The draft review sees no likelihood or scope for relaxing the ban on feeding ruminant protein to ruminants.
There is no public health reason for banning what are called downstream products of rendering. These products include tallow when it is treated and then used in the production of car tyres, paint and plastics. However, this would require agreement in Brussels.
Mechanically recovered meat (MRM)
MRM is a product obtained by recovering raw meat from bones under high pressure after boning is completed and was used in cheaper burgers, sausages, pies and mince.
Since vCJD in humans may have been caused by consumption of BSE-infected cheaper beef products containing MRM the panel sees no scope for any relaxation in the MRM rules.
The draft review suggests that the problems of cross-contamination of animal feed formerly found in the UK may be occurring in other countries, possibly with similar results. The EU Commission is urged to take action on problems of cross-contamination, especially in countries with a known risk of BSE.
EU-wide SRM regulations are welcomed as is the requirement for Third Countries to comply with the rules from April 2001.
The review says that more research is needed to:
- provide urgently diagnostic tests for:
- confirm that the enhanced feeding ban has been effective by undertaking proactive surveillance for BSE in cattle born after the ban was introduced in 1996.
- Provide better methods for screening concentrate feed for mammalian protein, and for differentiating species of protein to enable more effective policing of the ban.
- establishing herd and flock freedom from infection and for screening live animals before slaughter,
screening live animals before slaughter,
rapid screening of carcasses in abattoirs,
the rapid differentiation of BSE and scrapie strains.
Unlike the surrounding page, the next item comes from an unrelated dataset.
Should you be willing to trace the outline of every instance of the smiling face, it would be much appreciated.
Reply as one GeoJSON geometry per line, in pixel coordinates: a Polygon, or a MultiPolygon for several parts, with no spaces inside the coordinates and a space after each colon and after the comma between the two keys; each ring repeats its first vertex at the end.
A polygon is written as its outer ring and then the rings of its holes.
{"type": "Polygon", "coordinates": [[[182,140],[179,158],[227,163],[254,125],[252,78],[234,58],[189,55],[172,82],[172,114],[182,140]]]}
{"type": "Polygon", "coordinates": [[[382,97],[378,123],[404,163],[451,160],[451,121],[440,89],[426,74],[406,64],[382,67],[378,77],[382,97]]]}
The human and financial cost
By September 2000 there were 82 definite and probable cases of vCJD of which 8 were still alive and 5 awaited confirmation. The most recent published estimate of the likely size of the vCJD epidemic suggests that the final number of people affected will be at most 136,000. However, the review cautions against a specific number because of the uncertainties surrounding the disease and says that the final number might lie between a few hundred and well over a hundred thousand.
The direct financial costs are:
- In excess of £140 million in research costs since 1986.
- Since 1996 – 4.5 million cattle slaughtered and £1.4 billion paid in compensation.
- Cost of disposal of carcasses – £575 million in total since 1996.
- The costs of the controls are now running at £454 million annually
The review, called for by the Prime Minister at a farm summit in March this year, will now go to a series of consultation meetings until the beginning of November.
The draft report, published on a new, dedicated web site (www.bsereview.org.uk), will go to a specially convened group of stakeholders – representatives from consumer, farming, meat industry, medical and scientific organisations as well as Government departments – on Thursday in London. People without access to the Internet can ring 0845 757 3012 and ask for a printed copy of the draft report and/or put their names down for the consultation meetings.
A public meeting in York on 9th October will also consider the findings before the review returns to the stakeholders and a final meeting of the FSA Board on 9th November.
The review will then be presented to Government Ministers and published simultaneously.
This is part of a new approach to public accountability by the FSA that will see all meetings on the draft report held in public.
European Union issues
All three main controls are covered by the Florence Agreement of June 1996 which set the framework for the eventual lifting of the ban on export of British beef. Any changes will have to be agreed by other EU Member States.
The report proposes that the controls review conclusions should be drawn to the attention of the Commission and the relevant authorities in other Member States.